Algorithms for Causal Inference on Networks
PI: Johan Ugander
Assistant Professor,
Management Science & Engineering
School of Engineering
Stanford University
NSF Award #1657104
Activity period: 04/01/2017 - 3/31/2020
Award abstract
Randomized experiments (sometimes called "A/B tests") play increasingly fundamental roles in the design and refinement of modern online systems that drive the internet economy. Common design decisions include: What headline should be used with a news article; What prices should an item be offered at; or How should search results be ranked? However, modern web platforms exist atop strong networks of information flow and social interactions that mar the statistical validity of traditional experimental designs and analyses. This project aims to design graph clustering algorithms that can be used to administer experimental treatments in network-aware randomization designs and yield practically useful results. The project will train new graduate and undergraduate students in cutting-edge data science as they develop and deploy new research algorithms and software for causal inference at the intersection of modern computational and statistical research. The project will ultimately deliver new technical tools that increase the certainty of experiments that feature network interference, helping designers of online systems, both in industry and in government, make better decisions and craft better policies for an increasingly networked world.

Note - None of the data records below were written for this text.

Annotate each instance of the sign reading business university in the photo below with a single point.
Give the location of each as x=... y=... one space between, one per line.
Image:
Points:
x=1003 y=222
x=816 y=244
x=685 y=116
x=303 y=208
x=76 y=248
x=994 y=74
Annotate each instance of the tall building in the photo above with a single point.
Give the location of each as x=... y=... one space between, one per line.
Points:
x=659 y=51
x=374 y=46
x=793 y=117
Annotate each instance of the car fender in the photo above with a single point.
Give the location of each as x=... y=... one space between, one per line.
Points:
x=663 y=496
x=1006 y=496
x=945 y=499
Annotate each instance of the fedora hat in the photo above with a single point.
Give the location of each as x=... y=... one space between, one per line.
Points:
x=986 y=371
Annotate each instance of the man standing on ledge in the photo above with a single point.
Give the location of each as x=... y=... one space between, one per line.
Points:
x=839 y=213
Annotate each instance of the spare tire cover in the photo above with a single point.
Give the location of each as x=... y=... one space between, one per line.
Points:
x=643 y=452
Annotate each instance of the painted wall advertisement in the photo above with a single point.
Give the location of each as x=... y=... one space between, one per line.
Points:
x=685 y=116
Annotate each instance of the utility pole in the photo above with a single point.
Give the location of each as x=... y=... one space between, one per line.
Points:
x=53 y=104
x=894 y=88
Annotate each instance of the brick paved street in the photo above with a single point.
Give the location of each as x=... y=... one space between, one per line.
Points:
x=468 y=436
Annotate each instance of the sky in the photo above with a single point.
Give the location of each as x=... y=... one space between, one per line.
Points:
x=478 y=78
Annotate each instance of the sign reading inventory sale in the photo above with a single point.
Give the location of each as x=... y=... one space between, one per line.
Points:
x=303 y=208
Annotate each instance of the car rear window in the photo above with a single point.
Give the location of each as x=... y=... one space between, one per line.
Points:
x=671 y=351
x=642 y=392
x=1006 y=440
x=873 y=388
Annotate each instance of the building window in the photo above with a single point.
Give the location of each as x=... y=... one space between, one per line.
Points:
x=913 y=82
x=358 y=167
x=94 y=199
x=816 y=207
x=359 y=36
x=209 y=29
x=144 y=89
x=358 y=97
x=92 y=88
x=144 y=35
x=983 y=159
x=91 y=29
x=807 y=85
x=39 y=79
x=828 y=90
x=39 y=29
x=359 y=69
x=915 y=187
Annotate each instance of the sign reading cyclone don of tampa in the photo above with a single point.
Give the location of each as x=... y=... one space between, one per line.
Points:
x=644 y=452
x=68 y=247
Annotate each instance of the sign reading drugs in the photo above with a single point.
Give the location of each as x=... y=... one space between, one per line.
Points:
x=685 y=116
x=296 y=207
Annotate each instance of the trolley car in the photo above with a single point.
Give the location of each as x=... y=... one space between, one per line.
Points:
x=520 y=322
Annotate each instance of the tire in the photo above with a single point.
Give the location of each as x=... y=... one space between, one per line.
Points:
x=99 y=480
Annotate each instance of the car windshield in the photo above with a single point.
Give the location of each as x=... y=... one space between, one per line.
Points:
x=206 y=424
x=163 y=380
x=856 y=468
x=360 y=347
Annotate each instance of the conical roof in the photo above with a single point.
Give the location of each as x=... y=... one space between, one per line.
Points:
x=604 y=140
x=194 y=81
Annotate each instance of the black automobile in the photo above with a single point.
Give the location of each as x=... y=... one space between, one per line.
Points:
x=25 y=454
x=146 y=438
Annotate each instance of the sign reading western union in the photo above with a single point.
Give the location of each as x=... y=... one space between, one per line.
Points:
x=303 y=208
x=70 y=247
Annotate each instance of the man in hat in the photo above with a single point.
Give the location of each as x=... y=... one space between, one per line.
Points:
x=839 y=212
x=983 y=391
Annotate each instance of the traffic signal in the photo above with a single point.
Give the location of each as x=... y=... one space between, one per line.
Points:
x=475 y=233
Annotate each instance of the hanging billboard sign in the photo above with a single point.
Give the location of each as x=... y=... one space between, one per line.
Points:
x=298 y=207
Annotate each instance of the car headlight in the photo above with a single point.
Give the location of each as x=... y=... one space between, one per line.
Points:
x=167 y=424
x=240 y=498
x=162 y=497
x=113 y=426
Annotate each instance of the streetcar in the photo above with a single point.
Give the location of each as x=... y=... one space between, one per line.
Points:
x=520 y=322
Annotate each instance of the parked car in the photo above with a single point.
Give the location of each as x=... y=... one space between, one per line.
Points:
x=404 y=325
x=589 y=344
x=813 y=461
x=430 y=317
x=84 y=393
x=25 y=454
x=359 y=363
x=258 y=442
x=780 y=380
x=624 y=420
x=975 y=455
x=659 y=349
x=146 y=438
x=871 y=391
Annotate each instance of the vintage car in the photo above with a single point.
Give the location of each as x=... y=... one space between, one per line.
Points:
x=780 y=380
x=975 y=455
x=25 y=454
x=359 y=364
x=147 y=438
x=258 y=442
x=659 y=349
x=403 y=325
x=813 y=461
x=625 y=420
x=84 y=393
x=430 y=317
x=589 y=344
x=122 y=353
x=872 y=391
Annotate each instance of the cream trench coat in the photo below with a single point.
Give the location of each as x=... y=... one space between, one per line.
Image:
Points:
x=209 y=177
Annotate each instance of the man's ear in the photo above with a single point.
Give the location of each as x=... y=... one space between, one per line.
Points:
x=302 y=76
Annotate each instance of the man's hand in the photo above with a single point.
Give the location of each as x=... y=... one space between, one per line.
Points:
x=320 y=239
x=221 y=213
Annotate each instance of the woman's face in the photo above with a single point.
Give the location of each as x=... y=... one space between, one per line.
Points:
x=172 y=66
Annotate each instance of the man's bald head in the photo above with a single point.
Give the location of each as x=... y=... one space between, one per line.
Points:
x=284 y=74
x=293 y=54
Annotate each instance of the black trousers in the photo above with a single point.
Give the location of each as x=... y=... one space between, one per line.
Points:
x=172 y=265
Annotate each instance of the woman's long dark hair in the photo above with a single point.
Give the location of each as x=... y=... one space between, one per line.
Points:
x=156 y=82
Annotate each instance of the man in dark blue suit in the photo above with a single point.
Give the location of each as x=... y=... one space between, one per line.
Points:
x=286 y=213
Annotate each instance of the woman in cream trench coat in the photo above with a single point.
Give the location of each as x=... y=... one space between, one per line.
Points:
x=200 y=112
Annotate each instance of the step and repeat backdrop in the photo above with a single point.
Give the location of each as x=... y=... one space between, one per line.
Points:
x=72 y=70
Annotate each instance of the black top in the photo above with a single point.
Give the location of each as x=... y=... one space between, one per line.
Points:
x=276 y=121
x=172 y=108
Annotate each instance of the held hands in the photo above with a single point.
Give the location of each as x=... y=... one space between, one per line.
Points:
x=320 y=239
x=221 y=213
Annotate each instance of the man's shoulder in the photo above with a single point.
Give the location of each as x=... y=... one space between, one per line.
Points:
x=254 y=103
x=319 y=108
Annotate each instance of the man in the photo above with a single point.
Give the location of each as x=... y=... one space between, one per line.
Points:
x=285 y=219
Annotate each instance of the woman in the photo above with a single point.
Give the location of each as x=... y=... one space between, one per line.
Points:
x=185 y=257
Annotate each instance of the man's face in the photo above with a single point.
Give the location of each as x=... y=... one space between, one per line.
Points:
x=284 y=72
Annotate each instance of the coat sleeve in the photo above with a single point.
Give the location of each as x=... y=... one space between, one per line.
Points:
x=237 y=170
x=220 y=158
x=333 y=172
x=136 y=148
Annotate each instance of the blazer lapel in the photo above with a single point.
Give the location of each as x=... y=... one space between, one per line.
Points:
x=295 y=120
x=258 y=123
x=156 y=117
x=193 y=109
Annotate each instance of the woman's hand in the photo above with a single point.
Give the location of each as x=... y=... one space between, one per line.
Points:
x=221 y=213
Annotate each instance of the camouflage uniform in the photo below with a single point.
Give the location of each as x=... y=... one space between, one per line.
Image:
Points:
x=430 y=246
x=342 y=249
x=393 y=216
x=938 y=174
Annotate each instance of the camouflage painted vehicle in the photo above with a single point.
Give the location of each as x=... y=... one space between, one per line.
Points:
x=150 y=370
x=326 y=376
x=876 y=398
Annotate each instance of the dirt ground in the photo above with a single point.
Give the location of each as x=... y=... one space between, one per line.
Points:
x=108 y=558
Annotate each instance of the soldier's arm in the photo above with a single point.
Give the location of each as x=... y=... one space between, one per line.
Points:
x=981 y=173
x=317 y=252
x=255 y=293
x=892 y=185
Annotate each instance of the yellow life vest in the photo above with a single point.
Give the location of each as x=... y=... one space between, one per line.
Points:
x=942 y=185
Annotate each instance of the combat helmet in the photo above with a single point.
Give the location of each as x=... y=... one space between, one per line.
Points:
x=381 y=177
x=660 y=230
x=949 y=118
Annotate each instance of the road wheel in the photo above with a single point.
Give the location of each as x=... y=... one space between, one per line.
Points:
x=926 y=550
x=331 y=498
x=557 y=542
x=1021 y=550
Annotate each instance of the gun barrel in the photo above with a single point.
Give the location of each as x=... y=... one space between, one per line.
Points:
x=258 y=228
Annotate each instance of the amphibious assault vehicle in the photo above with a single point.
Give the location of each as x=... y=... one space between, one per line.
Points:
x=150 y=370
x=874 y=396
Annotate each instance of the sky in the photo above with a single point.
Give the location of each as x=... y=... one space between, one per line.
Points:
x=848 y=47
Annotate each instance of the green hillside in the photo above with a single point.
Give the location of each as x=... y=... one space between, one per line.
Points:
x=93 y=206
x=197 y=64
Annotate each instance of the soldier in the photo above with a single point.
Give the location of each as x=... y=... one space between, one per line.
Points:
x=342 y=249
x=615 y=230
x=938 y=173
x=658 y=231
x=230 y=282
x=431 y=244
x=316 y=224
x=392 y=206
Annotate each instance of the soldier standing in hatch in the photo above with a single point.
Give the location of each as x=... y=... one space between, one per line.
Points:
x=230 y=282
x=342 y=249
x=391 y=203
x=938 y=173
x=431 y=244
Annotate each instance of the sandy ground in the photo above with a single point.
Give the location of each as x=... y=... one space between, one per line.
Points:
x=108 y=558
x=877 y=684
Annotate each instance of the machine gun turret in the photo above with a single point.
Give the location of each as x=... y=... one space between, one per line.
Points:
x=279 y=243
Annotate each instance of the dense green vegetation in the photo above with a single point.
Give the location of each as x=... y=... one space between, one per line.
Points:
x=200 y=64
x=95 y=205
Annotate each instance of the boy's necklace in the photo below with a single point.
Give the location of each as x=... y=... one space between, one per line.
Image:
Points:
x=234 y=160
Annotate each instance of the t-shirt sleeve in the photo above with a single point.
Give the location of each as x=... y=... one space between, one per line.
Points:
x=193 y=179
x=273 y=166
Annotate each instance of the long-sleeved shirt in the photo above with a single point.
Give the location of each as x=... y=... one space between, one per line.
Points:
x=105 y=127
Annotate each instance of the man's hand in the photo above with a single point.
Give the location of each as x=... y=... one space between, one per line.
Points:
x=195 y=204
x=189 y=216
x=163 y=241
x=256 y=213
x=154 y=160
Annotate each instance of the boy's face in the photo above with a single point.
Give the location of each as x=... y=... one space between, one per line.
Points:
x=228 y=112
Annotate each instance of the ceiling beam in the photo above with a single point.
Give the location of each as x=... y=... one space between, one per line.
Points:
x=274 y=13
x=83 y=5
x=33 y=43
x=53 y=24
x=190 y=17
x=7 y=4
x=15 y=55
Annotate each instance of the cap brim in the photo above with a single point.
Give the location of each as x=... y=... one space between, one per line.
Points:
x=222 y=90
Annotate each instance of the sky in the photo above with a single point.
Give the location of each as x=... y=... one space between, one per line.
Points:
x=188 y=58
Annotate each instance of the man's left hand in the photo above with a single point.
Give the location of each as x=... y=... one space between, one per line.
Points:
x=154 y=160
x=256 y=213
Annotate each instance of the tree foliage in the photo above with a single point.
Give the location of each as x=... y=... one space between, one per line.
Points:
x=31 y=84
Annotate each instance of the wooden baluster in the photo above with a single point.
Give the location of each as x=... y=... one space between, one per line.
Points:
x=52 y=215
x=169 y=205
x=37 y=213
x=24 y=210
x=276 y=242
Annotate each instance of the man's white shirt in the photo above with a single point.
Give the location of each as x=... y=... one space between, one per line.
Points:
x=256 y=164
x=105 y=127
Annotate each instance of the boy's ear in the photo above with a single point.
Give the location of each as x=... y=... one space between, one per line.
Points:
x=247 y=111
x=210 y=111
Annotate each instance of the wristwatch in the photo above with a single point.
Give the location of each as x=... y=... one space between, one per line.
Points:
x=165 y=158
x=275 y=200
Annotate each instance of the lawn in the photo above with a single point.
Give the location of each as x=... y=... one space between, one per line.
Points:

This project aims to develop algorithmic tools for causal inference under network interference that go beyond mere proof-of-concepts, placing a specific focus on developments that will make network experimentation tools practical and provide significant and relevant results. The project will develop tools that harness graph metadata for variance reduction, and also develop techniques for running experiments in marketplaces, bipartite graphs rife with interference. In considering graph metadata, the goal is to develop stratified graph sampling methods that balance graph structure directly against latent traits. The deliverable assets of this project, which include algorithmic research as well as software for designing experiments, are intended to benefit computer scientists and statisticians, as well the broader community of researchers in the social and economic sciences that study networks.
Related literature and prior work
As a resource to those interested in the subject of this award, here is an overview of prior work and literature that this grant builds upon.
Interference:
- C. Manski (1993) "Identification of endogenous social effects: The reflection problem", The Review of Economic Studies.
- P. Aronow, C Samii (2011) "Estimating average causal effects under interference between units", arXiv.
- L. Backstrom, J. Kleinberg (2011) "Network bucket testing", WWW.
- L. Katzir, E. Liberty, O. Somekh (2012) "Framework and Algorithms for Network Bucket Testing", WWW.
- C. Manski (2013) "Identification of treatment response with social interactions", The Econometrics Journal.
- J. Ugander, B. Karrer, L. Backstrom, J. Kleinberg. (2013) "Graph Cluster Randomization: Network Exposure to Multiple Universes", Proceedings of KDD.
- D. Eckles, B. Karrer, J. Ugander (2014) "Design and analysis of experiments in networks: Reducing bias from interference", arXiv.
- H. Gui, Y. Xu, A. Bhasin, J. Han (2015) "Network A/B Testing: From Sampling to Estimation", Proceedings of WWW.
- Y. Xu, N. Chen, A. Fernandez, O. Sinno, A. Bhasin (2015) "From Infrastructure to Culture: A/B Testing Challenges in Large Scale Social Networks", Proceedings of KDD.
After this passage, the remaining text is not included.